As explained by Business Insider, final mile logistics referred to the “last mile” stage of a shipment. This is the final leg of the shipping journey, and it is both the most expensive and time-consuming activity. Unfortunately, the final mile remains the area of least transparency in today’s shipping world. Seeing something is “out for delivery” offers little guidance or planning for consumers, and depending on the area, being out for delivery may mean delivery between 9 AM and 8 PM. Continuous delays resulting from traffic congestion, inability to obtain recipient signatures on packages requiring a signature for delivery and flat out refusals from recipients make final mile logistics management a nightmare. Final mile logistics is also the area of most significant concern for shippers and carriers. This concern derives from the effect poor final mile logistics may have on the entire supply chain.
The problem with final mile logistics is not limited to shipments that take three or four days to arrive. With the release of Amazon’s same-day service on millions of items, final mile logistics management is now simply logistics management. It is not enough to manage the entire shipping process and hope things go well on the last day. Instead, shippers and carriers must now consider final mile to reflect the whole shipping journey for items requiring same-day delivery. The problem is even worse for products available with two-hour delivery.

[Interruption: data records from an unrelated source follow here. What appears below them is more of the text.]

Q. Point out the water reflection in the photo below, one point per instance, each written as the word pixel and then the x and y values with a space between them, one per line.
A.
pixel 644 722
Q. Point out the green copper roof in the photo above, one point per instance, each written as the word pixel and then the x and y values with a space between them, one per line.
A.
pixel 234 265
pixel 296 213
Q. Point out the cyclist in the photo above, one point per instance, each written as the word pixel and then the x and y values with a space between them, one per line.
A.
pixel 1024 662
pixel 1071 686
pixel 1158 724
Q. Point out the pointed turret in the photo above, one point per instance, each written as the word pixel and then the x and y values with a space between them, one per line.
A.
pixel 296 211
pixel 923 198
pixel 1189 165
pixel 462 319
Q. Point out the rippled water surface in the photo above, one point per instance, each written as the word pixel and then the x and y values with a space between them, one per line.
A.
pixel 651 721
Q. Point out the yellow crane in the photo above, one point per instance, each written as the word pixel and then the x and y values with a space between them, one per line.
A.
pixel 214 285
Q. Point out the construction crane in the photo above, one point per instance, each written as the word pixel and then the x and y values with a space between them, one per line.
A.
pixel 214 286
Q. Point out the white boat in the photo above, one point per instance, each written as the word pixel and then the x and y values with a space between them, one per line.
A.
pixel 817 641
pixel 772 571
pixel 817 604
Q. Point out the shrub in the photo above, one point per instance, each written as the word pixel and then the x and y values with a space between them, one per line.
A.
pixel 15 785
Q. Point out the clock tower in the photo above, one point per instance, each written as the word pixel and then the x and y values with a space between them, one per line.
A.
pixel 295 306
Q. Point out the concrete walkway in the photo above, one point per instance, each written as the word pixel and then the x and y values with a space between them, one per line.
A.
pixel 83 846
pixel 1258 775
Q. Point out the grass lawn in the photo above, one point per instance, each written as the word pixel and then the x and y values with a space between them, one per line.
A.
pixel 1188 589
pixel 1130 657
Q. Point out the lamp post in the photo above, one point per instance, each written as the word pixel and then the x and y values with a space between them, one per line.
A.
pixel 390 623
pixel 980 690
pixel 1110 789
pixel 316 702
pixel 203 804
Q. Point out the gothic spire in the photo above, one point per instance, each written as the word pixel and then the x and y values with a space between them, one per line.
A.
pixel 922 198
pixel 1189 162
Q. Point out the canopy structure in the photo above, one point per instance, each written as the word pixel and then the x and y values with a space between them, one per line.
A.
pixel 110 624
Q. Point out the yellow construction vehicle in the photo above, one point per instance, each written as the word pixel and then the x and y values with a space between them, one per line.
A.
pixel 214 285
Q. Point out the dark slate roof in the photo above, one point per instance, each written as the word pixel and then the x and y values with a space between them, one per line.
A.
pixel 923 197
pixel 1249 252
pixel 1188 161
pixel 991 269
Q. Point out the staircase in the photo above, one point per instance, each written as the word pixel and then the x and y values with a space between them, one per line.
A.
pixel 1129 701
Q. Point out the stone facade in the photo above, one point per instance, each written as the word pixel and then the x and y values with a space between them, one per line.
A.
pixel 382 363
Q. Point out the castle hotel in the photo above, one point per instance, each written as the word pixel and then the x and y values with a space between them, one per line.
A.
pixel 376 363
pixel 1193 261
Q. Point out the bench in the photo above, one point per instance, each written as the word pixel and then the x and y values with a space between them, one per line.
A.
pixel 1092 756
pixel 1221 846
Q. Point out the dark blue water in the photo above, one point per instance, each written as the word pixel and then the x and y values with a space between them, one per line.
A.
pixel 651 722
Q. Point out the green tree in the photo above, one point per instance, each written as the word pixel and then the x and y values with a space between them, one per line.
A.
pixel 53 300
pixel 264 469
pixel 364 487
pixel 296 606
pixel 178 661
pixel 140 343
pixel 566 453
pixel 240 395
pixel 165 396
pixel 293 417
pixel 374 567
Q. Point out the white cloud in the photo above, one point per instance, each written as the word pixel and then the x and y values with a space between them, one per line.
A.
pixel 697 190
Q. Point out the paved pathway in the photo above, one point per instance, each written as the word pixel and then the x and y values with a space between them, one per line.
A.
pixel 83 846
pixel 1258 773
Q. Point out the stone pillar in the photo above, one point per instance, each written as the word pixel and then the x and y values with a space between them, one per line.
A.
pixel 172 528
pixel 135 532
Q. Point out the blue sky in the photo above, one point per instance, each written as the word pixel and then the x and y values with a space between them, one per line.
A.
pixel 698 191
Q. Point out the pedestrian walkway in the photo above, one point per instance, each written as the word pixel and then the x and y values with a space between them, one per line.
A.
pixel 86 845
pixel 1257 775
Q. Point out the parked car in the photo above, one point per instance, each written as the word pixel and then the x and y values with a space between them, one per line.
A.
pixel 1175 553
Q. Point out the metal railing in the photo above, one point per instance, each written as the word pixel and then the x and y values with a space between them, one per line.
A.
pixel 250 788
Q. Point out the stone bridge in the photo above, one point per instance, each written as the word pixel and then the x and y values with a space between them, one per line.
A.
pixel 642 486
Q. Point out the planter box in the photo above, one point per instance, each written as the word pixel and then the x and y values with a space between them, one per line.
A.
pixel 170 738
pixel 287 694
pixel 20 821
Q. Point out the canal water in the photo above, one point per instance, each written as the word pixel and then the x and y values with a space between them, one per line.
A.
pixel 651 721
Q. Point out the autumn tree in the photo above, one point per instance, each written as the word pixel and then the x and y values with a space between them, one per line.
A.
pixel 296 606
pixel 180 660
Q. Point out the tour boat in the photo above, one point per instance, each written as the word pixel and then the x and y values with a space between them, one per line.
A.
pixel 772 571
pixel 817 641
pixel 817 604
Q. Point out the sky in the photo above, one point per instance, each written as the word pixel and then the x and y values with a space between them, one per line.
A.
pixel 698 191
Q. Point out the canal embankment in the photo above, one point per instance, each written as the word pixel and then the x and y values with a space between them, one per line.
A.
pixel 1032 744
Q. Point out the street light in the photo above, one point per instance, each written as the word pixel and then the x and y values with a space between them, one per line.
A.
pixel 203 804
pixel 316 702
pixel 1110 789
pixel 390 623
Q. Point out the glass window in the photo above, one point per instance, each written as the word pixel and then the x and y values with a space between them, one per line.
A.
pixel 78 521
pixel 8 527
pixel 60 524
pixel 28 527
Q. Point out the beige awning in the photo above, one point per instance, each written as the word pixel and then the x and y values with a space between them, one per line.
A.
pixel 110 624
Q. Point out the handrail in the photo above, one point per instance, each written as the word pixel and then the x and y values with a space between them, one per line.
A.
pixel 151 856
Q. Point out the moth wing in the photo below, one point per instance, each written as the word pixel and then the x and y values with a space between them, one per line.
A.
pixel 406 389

The path to gaining transparency in final mile logistics involves tracking more information surrounding all activities comprising the last day of movements for a package. While scans at the time of loading onto a final mile delivery truck do provide transparency, that transparency ends at the dock. As a result, customers, shippers, and carriers do not merely know where that shipment currently resides, but technology is changing the game. Consider the ELD mandate. That mandate requires the automatic logging of ours driven, and since most carriers utilize an automated time tracking software, connecting the ELD with GPS locations could increase visibility into that final mile. Furthermore, analyzing the data from such a system would allow for a prediction of when a product would arrive, accounting for traffic flow, congestion, delays, and more.

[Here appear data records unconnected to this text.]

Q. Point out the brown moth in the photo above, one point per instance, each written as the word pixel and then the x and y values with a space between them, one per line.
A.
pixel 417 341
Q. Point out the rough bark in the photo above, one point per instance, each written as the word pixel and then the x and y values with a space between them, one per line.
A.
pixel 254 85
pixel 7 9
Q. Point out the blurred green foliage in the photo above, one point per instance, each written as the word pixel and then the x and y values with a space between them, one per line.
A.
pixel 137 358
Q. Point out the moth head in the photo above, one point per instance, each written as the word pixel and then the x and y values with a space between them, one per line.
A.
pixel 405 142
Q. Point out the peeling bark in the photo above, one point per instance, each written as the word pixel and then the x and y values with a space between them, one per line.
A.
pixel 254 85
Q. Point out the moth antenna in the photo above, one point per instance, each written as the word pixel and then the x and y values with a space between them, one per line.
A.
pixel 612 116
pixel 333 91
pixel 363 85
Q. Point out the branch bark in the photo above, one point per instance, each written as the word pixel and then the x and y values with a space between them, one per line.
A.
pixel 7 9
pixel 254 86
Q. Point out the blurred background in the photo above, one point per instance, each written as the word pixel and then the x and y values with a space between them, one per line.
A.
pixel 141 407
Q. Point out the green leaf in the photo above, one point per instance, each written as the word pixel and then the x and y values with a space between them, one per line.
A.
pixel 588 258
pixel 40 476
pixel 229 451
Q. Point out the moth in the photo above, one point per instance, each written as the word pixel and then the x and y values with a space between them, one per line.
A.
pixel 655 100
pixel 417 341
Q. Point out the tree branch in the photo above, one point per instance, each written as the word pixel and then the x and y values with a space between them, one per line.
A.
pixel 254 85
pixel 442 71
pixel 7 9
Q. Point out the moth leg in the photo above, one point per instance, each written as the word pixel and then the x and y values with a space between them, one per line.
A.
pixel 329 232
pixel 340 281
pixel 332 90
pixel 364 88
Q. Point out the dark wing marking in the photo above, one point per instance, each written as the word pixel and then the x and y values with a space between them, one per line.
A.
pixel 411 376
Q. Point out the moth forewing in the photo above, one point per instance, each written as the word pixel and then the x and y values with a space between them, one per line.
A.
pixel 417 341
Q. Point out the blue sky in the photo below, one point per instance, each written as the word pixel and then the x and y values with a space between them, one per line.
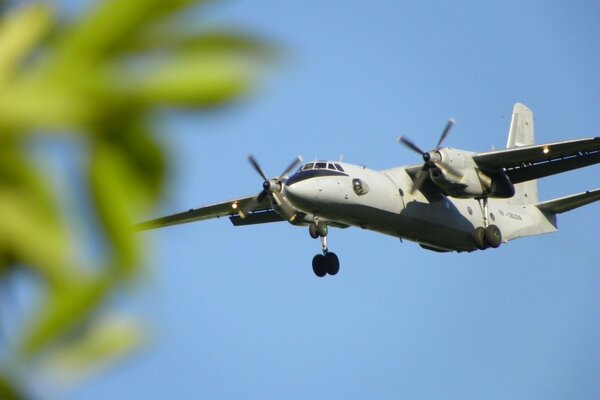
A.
pixel 238 313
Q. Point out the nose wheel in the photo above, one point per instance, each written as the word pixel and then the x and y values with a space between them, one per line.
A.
pixel 328 262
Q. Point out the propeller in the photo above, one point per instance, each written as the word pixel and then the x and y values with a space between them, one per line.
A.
pixel 269 185
pixel 431 158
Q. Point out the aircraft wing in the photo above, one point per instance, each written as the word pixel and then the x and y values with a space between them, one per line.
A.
pixel 260 211
pixel 537 161
pixel 569 203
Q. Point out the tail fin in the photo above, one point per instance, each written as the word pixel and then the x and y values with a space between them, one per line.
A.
pixel 521 133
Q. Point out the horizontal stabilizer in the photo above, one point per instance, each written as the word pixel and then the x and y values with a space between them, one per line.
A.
pixel 569 203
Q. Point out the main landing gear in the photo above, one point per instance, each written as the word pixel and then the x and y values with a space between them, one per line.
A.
pixel 488 235
pixel 326 263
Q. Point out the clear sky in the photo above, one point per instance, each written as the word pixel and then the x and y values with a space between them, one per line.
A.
pixel 237 313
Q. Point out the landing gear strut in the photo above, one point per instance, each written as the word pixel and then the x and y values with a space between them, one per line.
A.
pixel 488 235
pixel 328 262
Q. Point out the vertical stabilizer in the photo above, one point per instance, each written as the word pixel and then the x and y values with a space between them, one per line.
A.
pixel 521 133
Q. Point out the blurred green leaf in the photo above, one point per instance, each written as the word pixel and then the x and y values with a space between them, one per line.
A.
pixel 63 310
pixel 20 32
pixel 118 197
pixel 98 81
pixel 193 80
pixel 8 391
pixel 101 344
pixel 32 228
pixel 107 31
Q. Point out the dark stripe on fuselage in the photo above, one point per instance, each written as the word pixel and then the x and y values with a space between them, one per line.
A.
pixel 312 173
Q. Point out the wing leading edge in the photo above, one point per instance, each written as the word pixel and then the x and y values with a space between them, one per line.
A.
pixel 569 203
pixel 537 161
pixel 260 212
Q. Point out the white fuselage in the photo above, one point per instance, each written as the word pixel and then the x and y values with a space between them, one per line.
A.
pixel 386 205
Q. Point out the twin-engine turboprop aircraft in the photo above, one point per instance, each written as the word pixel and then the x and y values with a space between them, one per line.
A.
pixel 454 201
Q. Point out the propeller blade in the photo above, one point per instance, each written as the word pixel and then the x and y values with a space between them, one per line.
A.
pixel 257 167
pixel 290 167
pixel 420 179
pixel 410 145
pixel 445 133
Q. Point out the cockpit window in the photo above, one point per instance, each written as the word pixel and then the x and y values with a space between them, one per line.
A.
pixel 321 165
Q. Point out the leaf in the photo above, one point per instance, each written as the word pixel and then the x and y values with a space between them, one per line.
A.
pixel 8 391
pixel 20 32
pixel 118 197
pixel 32 230
pixel 63 310
pixel 101 344
pixel 105 31
pixel 192 80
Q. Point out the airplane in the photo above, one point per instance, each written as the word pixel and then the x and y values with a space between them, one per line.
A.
pixel 455 200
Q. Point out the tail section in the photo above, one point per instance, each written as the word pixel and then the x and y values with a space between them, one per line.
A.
pixel 521 133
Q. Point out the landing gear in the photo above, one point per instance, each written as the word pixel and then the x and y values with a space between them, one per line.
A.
pixel 328 262
pixel 485 238
pixel 489 235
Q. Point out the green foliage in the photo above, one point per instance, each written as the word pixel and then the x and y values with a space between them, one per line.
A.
pixel 96 82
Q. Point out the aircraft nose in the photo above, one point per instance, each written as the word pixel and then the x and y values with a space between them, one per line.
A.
pixel 298 192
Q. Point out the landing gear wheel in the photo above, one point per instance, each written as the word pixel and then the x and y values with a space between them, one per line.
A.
pixel 322 230
pixel 319 265
pixel 312 230
pixel 479 238
pixel 332 263
pixel 493 237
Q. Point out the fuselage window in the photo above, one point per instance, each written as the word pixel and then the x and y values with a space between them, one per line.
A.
pixel 359 187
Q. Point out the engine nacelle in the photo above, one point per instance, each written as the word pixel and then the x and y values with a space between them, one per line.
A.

That is only part of the solution; the remainder lies in connecting data gathered regarding a truck’s real-time location, which can also be collected from the final delivery scan of each product, relaying such information to the transportation management system (TMS). This enables visibility throughout the entire shipment lifespan, reports Logistics Viewpoints. The TMS is an intelligent business component in final mile logistics management.

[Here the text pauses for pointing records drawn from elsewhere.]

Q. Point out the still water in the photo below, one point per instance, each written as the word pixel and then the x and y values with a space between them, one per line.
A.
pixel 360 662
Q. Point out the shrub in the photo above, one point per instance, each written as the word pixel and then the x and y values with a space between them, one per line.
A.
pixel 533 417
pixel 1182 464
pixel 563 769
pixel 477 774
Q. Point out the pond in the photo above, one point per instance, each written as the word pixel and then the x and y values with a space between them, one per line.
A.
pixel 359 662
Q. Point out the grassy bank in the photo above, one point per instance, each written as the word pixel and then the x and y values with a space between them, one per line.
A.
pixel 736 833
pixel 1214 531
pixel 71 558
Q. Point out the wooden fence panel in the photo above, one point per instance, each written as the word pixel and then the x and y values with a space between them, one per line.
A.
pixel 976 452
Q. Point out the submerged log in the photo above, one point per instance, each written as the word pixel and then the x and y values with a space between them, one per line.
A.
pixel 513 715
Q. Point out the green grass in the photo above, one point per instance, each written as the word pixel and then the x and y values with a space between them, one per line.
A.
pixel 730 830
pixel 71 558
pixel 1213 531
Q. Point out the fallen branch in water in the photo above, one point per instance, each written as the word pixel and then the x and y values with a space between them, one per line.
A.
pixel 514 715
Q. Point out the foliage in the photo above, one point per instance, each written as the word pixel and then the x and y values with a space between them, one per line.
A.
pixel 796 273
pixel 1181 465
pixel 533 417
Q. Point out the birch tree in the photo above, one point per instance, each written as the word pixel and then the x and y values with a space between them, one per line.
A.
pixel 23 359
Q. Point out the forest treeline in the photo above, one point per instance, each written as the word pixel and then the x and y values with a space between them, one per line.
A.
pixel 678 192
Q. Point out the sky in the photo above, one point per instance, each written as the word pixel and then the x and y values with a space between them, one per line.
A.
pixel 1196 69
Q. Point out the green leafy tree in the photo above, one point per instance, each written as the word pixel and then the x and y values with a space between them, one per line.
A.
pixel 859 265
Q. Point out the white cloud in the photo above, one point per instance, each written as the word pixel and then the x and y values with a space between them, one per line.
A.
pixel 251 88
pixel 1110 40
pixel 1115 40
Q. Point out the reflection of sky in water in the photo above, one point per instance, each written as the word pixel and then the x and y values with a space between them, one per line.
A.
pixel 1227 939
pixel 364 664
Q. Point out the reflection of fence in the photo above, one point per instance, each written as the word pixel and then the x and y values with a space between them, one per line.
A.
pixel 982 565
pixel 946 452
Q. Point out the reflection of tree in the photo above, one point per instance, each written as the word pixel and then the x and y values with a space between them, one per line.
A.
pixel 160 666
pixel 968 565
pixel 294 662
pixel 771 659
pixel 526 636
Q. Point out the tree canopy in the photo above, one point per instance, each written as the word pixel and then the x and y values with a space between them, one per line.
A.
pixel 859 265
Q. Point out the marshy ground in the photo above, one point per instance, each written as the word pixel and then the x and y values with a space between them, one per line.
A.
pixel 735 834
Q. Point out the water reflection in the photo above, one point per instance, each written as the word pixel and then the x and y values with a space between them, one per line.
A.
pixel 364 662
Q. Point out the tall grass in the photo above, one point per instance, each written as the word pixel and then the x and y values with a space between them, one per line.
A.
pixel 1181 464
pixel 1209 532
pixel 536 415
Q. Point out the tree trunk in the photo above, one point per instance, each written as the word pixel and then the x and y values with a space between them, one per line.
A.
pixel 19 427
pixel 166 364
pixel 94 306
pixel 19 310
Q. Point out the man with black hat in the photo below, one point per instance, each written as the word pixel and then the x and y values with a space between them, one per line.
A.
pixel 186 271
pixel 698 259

As technology continues to evolve, shippers and carriers have vast opportunities to drive expenses into retreat and achieve higher customer service levels. To unlock the full potential of e-commerce and successful supply chain management, all parties must turn their gaze to final mile logistics management. Implementing a comprehensive logistics management strategy that considers a shipment from its point of origin until final delivery is essential. Furthermore, those that leverage advanced capabilities, including a TMS with last mile and white glove functionality, will see higher profitability and increased competitive advantage.